From ArrayOS ASF 3.0.0.1, ASF supports redirecting the http requests to https.
Why we need http to https redirection:
For security, an industry best practice is to ensure all HTTP traffic is SSL-encrypted as HTTPS. Since typical end-users do not specify the HTTPS protocol when entering URLs for requests, the initial requests arrive over HTTP. Enabling HTTP to HTTPS redirection option, the ASF redirects to https for such http requests.
Please follow below steps through webui for enabling http to https redirection:
· Create http virtual service with same VIP of https virtual service.
· Create a http profile in “HTTP Profile” option under “Application Defence”.
· Bind the http virtual service in above created http profile and click on “Apply changes”
· Enable the “HTTP-to-HTTPS Request redirection” in HTTP profile and click on “Apply changes” and save the configuration globally.
Please follow below steps through CLI for enabling http to https redirection:
· Take the CLI access of ASF and switch to enable mode with command “enable” and then go to config mode with command “config terminal”
· Create a http profile with below command
#http profile name "Http_To_HTTPS_Redirect"
· Bind the http virtual service with http profile
#http policy default "VS_CLP_HTTP" "Http_To_HTTPS_Redirect"

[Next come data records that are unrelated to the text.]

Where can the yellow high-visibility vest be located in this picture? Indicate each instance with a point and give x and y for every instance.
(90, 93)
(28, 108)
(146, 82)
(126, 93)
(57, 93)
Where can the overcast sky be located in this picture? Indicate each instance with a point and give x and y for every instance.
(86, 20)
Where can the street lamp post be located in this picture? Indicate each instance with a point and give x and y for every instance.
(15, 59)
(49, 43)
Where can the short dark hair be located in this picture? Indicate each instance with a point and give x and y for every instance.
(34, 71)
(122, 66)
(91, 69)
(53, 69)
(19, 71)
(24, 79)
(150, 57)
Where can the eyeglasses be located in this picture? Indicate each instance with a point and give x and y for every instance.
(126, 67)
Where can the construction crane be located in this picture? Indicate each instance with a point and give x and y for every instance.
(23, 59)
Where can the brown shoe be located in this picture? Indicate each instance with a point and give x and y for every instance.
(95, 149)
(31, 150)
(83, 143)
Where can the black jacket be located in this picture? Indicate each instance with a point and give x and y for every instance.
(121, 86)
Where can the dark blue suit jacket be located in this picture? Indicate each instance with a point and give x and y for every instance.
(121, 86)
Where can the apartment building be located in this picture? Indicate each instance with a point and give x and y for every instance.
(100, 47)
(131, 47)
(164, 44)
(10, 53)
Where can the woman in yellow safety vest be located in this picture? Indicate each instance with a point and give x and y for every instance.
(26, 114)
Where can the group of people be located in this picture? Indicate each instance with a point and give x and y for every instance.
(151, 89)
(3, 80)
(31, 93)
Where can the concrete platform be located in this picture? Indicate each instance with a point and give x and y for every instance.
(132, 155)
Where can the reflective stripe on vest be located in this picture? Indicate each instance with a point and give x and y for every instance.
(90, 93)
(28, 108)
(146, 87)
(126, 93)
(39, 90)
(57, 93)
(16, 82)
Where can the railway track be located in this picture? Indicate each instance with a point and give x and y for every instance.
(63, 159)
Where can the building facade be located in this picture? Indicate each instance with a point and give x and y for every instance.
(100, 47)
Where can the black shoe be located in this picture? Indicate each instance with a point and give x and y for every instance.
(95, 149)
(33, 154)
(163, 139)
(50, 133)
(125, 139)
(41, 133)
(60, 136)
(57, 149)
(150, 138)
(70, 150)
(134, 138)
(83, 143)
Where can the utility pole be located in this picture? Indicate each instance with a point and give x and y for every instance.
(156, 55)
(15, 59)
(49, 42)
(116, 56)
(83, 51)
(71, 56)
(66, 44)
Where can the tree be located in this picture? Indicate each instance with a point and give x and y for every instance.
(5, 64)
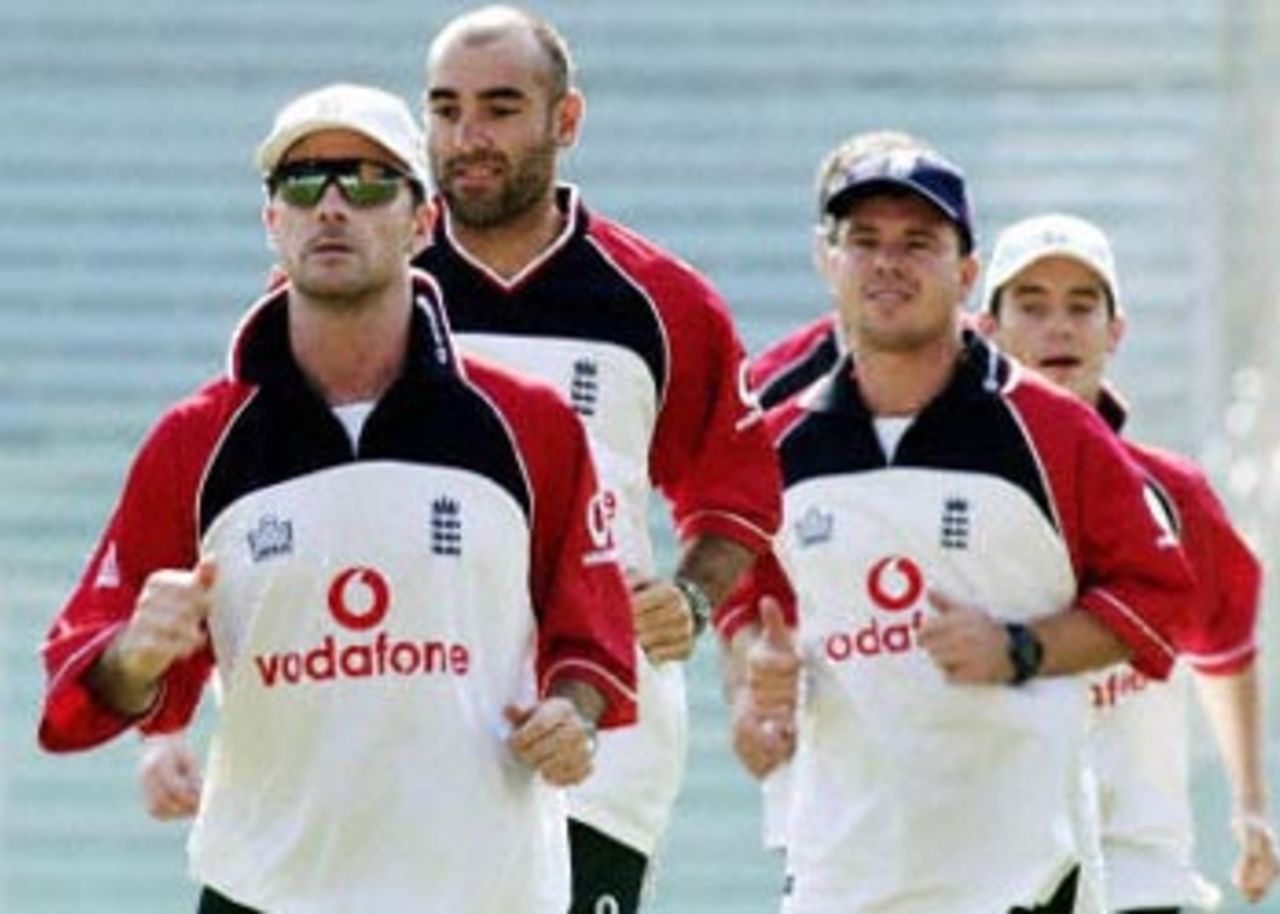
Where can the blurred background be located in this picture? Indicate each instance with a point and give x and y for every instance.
(129, 243)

Note: You must mention your actual virtual service name in above command.
· Enable the http to https request redirection option with below command
#http profile redirect https on "Http_To_HTTPS_Redirect"

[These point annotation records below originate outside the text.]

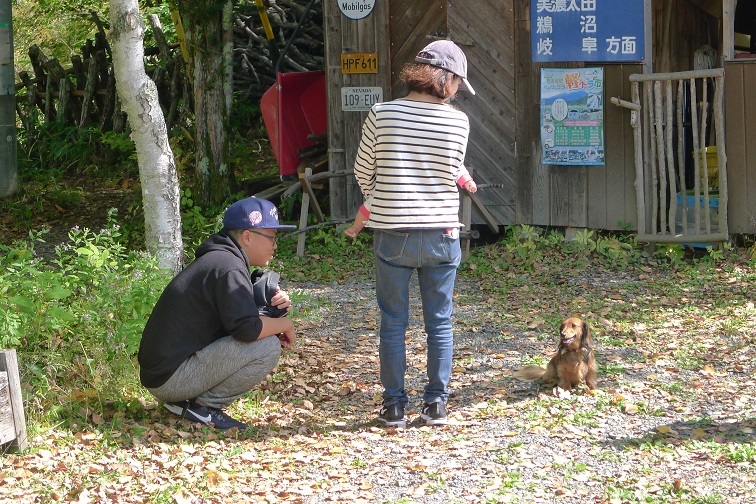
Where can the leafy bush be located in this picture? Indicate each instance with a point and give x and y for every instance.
(76, 320)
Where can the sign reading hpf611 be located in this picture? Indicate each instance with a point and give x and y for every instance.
(359, 63)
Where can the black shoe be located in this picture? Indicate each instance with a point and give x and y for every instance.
(191, 411)
(223, 422)
(434, 413)
(392, 415)
(195, 412)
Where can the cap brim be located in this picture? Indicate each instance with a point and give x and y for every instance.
(468, 86)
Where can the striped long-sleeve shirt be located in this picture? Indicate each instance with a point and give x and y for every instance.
(410, 157)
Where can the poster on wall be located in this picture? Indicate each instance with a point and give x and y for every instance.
(587, 30)
(572, 116)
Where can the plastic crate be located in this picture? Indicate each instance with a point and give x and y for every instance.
(690, 215)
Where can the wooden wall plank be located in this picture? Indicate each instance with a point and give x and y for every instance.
(748, 206)
(336, 161)
(525, 144)
(486, 34)
(737, 144)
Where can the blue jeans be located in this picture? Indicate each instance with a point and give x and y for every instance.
(435, 255)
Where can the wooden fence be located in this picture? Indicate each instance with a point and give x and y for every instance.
(85, 94)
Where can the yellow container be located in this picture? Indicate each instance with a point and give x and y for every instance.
(712, 166)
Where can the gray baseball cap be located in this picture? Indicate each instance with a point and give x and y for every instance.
(447, 55)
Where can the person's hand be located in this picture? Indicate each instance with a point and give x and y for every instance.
(353, 230)
(281, 300)
(287, 338)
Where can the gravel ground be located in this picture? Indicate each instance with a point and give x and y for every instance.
(510, 441)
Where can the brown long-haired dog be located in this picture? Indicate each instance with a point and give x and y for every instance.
(573, 363)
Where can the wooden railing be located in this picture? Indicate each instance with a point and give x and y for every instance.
(673, 204)
(85, 94)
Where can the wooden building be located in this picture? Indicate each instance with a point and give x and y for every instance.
(692, 59)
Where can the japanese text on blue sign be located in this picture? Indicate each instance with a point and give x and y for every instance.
(587, 30)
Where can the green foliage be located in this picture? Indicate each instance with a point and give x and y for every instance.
(58, 27)
(73, 150)
(78, 318)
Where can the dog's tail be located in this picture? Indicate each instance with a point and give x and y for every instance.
(529, 373)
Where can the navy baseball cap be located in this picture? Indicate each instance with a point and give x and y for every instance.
(447, 55)
(253, 213)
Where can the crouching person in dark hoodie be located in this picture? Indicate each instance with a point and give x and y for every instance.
(206, 343)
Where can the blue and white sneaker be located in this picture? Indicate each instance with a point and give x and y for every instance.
(194, 412)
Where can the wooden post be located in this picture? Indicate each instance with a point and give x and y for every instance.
(303, 215)
(12, 419)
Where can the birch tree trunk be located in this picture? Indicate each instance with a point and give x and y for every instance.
(157, 168)
(209, 33)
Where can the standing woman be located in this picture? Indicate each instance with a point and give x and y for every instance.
(410, 159)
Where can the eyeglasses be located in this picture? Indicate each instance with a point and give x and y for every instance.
(272, 237)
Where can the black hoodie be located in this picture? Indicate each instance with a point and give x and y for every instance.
(208, 300)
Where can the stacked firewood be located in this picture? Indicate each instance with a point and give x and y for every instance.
(255, 61)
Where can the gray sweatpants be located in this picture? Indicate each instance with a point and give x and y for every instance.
(221, 372)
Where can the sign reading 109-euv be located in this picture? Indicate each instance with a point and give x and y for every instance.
(587, 30)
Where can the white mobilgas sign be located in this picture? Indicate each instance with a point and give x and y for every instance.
(356, 9)
(355, 99)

· Save the configuration globally with below commad
#wr mem
How we can confirm that http to https redirection is working:
After we enable the http to https redirection on ASF, upon receiving an HTTP request the appliance will reply with an HTTP redirect response in which the Protocol value of the Location header is changed to “HTTPS”.
To verify this, kindly run developer tool on browser and access the http URL. The ASF appliance provide the response with 301 status code and mentioning the https protocol on location header.